The rat model of diffuse head injury was engaged as described with Marmarou method.[22] After a midline incision in the scalp, a metallic disc was fixed to the skull surface with dental cement. The animal was located in a prone position on a foam bed, and a 300-g weight was dropped through a Plexiglas tube from a 2-m height. The rat body temperature was controlled until recovery from anesthesia by a thermostatic heating pad coupled to a rectal thermal probe. Brain injury-induced apnea was then treated for 3 min with 100% oxygen administration and chest compression to stimulate the respiration. This model is commonly associated with 20% of mortality within the first 5 min postinjury, and no delayed mortality was observed thereafter. After operation procedures, the rats were returned to their cages. The animals were kept in cages for 5 days and then were anesthetized 5 days after injury for the motility measurement.

Motility measurement

In the 5th day after induction of TBI, animals were anesthetized with sodium thiopental (50 mg/kg, intraperitoneally [i.p.]). Depth of anesthesia was controlled throughout the experiment by the pedal withdrawal (toe pinch) reflex every 30-45 min. If the pedal withdrawal reflex was observed, a supplemental dose of urethane (0.4 g/kg, i.p.) was administered to retain adequate anesthesia. Clean, but not sterilized, instruments were used to do the surgical procedures. The trachea was surgically exposed and cannulated by a polyethylene catheter (2 mm, O.D.) to facilitate spontaneous respiration. After a midline laparotomy, both the stomach and the duodenum were exposed. At the beginning of each experiment, the lumen of the stomach was gently rinsed with isotonic saline (pH 7, 37°C) until gastric washout was clear. The tubing was connected to a pressure transducer, which was joined to a bridge amplifier (MacLab). Data were saved for analysis at a later time. The stomach was inflated by introducing warm saline (2-3 ml) into the balloon, to get a baseline pressure of 6-15 mmHg. After waiting for 30 min to reach a steady state, gastric motility was measured.[23]

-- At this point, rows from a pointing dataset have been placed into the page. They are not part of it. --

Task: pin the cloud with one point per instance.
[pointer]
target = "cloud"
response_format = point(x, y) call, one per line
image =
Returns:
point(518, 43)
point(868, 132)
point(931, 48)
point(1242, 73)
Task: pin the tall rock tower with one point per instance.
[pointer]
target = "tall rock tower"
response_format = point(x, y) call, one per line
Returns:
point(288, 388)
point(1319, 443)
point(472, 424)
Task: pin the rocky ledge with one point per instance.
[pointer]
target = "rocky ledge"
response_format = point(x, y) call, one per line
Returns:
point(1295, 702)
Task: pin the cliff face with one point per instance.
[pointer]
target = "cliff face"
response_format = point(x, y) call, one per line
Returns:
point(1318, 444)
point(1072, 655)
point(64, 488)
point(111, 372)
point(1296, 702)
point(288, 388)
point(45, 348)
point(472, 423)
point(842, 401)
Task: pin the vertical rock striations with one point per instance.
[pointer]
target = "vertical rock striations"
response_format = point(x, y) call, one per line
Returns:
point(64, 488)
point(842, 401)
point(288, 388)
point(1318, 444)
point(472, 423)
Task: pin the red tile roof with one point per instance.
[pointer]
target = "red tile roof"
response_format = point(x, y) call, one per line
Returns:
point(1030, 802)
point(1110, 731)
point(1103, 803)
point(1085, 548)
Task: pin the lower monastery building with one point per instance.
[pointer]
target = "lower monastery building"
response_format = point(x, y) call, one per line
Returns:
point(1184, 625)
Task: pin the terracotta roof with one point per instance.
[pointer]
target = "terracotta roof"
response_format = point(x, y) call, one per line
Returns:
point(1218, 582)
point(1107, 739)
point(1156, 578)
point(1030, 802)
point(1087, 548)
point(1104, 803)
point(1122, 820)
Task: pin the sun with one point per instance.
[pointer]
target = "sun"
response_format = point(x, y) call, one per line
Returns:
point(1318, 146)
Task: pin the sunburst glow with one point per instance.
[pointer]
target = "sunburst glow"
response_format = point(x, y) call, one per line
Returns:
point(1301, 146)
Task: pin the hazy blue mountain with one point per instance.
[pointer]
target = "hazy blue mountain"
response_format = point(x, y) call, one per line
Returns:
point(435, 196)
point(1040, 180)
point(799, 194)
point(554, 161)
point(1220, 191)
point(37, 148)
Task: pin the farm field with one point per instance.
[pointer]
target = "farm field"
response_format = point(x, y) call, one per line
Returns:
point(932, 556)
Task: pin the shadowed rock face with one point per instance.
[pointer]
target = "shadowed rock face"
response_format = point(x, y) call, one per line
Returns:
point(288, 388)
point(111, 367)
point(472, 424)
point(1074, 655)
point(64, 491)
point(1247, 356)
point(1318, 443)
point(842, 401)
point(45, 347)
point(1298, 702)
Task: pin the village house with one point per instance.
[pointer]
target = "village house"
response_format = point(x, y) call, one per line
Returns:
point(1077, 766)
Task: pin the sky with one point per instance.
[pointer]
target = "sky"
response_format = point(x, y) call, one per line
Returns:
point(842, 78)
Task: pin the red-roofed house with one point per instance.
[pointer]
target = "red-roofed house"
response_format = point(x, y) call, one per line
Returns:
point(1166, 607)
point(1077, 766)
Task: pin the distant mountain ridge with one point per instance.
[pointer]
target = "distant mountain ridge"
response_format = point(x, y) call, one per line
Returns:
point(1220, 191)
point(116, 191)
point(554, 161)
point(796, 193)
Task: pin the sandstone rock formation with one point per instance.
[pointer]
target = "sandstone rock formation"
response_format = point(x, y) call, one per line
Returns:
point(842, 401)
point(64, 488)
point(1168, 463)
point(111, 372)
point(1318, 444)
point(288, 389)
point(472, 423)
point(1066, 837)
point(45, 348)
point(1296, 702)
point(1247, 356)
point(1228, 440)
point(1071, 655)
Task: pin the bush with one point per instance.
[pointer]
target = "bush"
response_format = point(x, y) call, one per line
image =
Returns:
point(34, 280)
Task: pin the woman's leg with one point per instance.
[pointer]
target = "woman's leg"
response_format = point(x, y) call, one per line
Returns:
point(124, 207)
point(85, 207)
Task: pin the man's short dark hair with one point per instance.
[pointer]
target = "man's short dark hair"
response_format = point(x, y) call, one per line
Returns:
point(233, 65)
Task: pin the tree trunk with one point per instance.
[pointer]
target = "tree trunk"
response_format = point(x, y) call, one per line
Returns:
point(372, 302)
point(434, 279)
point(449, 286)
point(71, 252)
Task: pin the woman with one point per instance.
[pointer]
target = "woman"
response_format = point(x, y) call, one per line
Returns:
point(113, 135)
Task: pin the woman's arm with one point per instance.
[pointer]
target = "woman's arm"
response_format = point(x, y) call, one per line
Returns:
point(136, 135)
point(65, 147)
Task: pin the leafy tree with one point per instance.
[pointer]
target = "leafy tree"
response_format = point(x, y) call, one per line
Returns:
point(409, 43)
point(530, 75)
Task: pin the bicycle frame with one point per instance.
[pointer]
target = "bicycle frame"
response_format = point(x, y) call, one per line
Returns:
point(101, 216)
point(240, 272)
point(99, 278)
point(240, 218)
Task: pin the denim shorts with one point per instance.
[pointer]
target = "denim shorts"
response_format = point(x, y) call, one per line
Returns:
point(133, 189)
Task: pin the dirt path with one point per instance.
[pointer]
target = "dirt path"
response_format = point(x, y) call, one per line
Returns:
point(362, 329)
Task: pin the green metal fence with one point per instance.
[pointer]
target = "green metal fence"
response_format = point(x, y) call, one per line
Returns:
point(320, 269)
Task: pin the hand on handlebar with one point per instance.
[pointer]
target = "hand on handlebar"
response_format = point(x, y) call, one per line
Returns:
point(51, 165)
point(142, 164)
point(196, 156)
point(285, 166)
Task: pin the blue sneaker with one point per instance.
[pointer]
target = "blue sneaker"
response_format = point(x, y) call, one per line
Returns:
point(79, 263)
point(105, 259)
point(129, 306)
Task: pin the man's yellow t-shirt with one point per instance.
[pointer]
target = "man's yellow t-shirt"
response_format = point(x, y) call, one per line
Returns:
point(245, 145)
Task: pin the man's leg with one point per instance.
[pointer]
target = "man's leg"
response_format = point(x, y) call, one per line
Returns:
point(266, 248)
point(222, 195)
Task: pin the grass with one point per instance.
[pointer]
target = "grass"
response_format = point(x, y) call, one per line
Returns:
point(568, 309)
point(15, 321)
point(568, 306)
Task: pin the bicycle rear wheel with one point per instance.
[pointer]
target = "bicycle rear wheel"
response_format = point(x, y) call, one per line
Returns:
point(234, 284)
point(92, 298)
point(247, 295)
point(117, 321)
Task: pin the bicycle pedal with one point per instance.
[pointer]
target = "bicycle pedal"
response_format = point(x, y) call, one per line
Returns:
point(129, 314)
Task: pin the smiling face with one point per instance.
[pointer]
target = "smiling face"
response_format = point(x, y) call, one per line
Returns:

Endotoxin assay by enzyme-linked immunosorbent assay

Rats were given an overdose of sodium pentobarbital (75 mg/kg, i.p.), then the intestinal tissue was quickly removed and immediately frozen in 2-methylbutane (35jC) on dry ice. Each section of intestinal tissue was weighed and homogenized in T-PERk Tissue Protein Extraction Reagent (Pierce, Rockford, IL, US) with 0.01% Triton-100 and protease inhibitor cocktail (Pierce) (300 mg tissue per 3 ml of the reagent). Following homogenization, samples were centrifuged 10,000 g for 15 min, and the supernatant was collected as homogenate. Enzyme-linked immunosorbent assay kit for endotoxin measurement was purchased from Uscn life company (China), and the manufacturer's protocols were followed.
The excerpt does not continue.